In conclusion, in order to better understand the effect of EGb761 on vascular calcification in rats with CKD, SD rats were selected as the research object, and the animal models were grouped. After that, the samples were collected and the indexes of renal function, aortic calcification, and related protein expression levels were detected and analysed, to provide new ideas for the treatment of CRF in later clinical stage.

2 Materials and methods

2.1

2.1 Experimental object

24 healthy adult male SD rats (SPF grade) were purchased from Kaixue Biotechnology (Shanghai) Co., Ltd. with an individual mass of 150–180 g, raising in normal day-night alternating environment at 20–25C, keeping humidity around 70%, ensuring 12 h of light every day, sufficient water and food for feeding. In order to avoid the influence of environmental changes on rats, a formal experiment was conducted one week after the rats entered the feeding room to adapt to the environment. Animal disposal and experimental procedures are in line with the national standards for laboratory animals. All animal experiment programs have been approved by the Animal Management Committee of Shanghai Sixth People's Hospital East Affiliated to Shanghai University of Medicine ＆ Health Sciences.

2.2

2.2 Animal grouping and model preparation

In this study, all the subjects were randomly divided into control group, high phosphorus-induced aortic calcification group (HPIAC), and EGb761 intervention group, with 8 rats in each group.
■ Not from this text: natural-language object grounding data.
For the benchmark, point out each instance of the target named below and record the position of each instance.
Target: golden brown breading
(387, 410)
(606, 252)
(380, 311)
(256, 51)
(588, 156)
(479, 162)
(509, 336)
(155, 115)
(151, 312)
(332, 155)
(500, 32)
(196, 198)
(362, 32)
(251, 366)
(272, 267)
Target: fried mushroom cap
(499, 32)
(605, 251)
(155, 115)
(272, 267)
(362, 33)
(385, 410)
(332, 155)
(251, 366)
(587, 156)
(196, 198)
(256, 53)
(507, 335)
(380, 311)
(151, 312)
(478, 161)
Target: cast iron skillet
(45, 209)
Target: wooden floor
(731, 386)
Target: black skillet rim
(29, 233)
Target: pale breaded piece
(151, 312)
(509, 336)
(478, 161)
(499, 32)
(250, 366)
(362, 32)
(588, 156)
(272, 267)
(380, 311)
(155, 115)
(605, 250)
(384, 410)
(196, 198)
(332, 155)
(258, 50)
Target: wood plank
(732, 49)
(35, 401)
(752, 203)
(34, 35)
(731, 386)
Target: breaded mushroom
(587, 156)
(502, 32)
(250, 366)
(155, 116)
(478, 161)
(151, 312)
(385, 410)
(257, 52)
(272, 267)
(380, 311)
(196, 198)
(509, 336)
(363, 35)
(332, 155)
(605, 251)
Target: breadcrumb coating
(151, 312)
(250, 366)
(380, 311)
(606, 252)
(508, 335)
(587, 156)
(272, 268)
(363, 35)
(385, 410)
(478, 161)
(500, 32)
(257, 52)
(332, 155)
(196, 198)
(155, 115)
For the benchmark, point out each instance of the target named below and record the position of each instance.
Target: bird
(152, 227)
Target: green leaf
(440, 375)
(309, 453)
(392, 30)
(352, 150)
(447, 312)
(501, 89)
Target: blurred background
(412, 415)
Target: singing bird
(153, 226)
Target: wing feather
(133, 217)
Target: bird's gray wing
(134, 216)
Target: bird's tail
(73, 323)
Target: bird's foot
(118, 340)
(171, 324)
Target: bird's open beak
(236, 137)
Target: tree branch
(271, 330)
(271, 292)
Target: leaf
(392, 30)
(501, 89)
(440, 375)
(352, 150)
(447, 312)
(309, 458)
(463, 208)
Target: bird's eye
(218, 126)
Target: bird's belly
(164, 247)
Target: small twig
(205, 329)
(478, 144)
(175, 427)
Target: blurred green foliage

The control group was treated with sham operation, and the diet was normal phosphorus feed (phosphorus (0.9%) and calcium (1.2%); the HPIAC group was treated with nephrectomy, and the diet was high phosphorus feed (phosphorus (1.2%) and calcium (1.6%)); the EGb761 intervention group was treated with nephrectomy, and its diet was original high phosphorus feed added with EGb761 (65 mg EGb761 was added to every 100 g high phosphorus feed). The rats in each group were continuously intervened in diet for 16 weeks. Rats in each group were fed in cages and chambers, so that they could freely take drinking water, keep the animal room at constant temperature and humidity, and disinfect the air regularly.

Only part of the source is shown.